# Thunder valley raceway in Indiana



## brownie374 (Nov 21, 2007)

I cant find the post but someone was looking for the address to this track.They have an oval and I believe a 1/32 track.Thunder vallay raceway 414 s. laurel st. Mishawaka In.


----------



## Sundance (May 5, 2003)

They race Oval on Friday night and 1/32 on Saturday morning.:woohoo:


----------



## tazman052186 (Oct 19, 2005)

Is the track still open and when are you guys racing. I used to race when there was a track down in Plymouth but it moved up there. Im looking to get back in to racing but need stuff to race. Wanted to see when you guys where racing and open to come check it out and get back into the hang of it.


----------



## Dino2 (Sep 14, 2011)

*Wow*

Although I am a new member here that Mishawaka address sounds right on
Dino2


----------



## hydroracer (Feb 18, 2004)

mishawaka is Thazer Raceway....not sure if they do oval at all though....if they do, let me know and I'll see about getting a car!


----------



## tazman052186 (Oct 19, 2005)

Where is thazer at and when do they run? I called the numbers I found and they dont work at all.


----------



## wnovess99onebay (Aug 9, 2010)

Guy at State Line Hobby Shop gave me a card for Thazer Raceway back in January. Never been there, wanted to go but the cars they race are just too different from what we use around here. Hate to build something to just race it once. If they raced FCR cars I would go, frequently. The card says they have a 135 fot American Hillclimb and a 1/32 home track. 2919 Mishawaka Ave, South Bend IN 46615

574-232-2118


----------



## glueside (Jul 31, 2010)

Thazer used to be a gentleman by the name of Dave Gehring. One HELL of a great racer and good all around person. If anyone is there tell Dave "HI" from the "Real SPR" - he will understand.


----------



## tazman052186 (Oct 19, 2005)

so they arent raceing fcr cars anymore. that stinks. just need to know if thunder valley is open and see what they race. i know back when i was racin with them they were talking about thazer and thunder valley goin in together in one big biulding. i will have to call the number and see what else they race so i can try and get a couple cars to race there. where is state line hobby shop at and do they race slots there?


----------



## wnovess99onebay (Aug 9, 2010)

If you want to race FCR cars just come to Kalamazoo. We have three classes of FCR racing. Flexi racing never took off around here. Racing is year-round.


----------



## brownie374 (Nov 21, 2007)

What are the 3 classes of fcr?


----------



## hydroracer (Feb 18, 2004)

wnovess99onebay said:


> If you want to race FCR cars just come to Kalamazoo. We have three classes of FCR racing. Flexi racing never took off around here. Racing is year-round.

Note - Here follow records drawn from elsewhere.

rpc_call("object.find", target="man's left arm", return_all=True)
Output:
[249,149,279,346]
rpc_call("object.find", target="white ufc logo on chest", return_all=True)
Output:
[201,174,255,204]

what is the name of the track up there? Also, are they running oval?


----------



## kazooracer (Jul 19, 2005)

This is the track we're racing at. It's just south of Kalamazoo:

Slots Raceway is located at 5170 S. Ave East Vicksburg, MI 49097
Phone # 269-217-7121
8 lane Gerding oval
1/8th mile drag strip
Doors open at 6PM, racing starts at 7PM
Summer: Wednesday only
Winter: Wednesday, Friday and Saturday 

I may be wrong but I think the tentative schedule for this Fall will be:

Wednesdays: 1948-1959 Hardbody and some sort of FCR class.
Fridays: Stock FCR with handout and FCR hardbody.
Saturdays: 1/8 drag strip

Last year we would have 25+ racers show up on Fridays for the FCR handout series, and I think 75+ cars for drag racing on Saturdays.


----------



## Sundance (May 5, 2003)

Thazers and Thunder valley are racing. Thunder Valley has a High bank oval that is wicked. Thazers has a restored 60's era cross over road course. its just bad fun!!! Dave at Thazers One hell of a great guy, Brian At Thunder Valley is great too. All the guys who race at both track are super.


----------



## hydroracer (Feb 18, 2004)

sundance....when are they racing at Thunder Valley? also, what are they racing?


----------



## thayerracing (Aug 17, 2008)

Anyone have any info on thunder valley????????????


----------



## Sundance (May 5, 2003)

Thunder Valley
Race Friday nights 
Location 5th & laural 
Hardbody FCR , JK Modifieds 
High bank oval very fast.


----------



## thayerracing (Aug 17, 2008)

That sucks that the only time they are open???


----------



## Sundance (May 5, 2003)

I don't know they just changed management.They were open onSaturday morning don't know if they will be doing that this winter. I don't have the phone number any more.


----------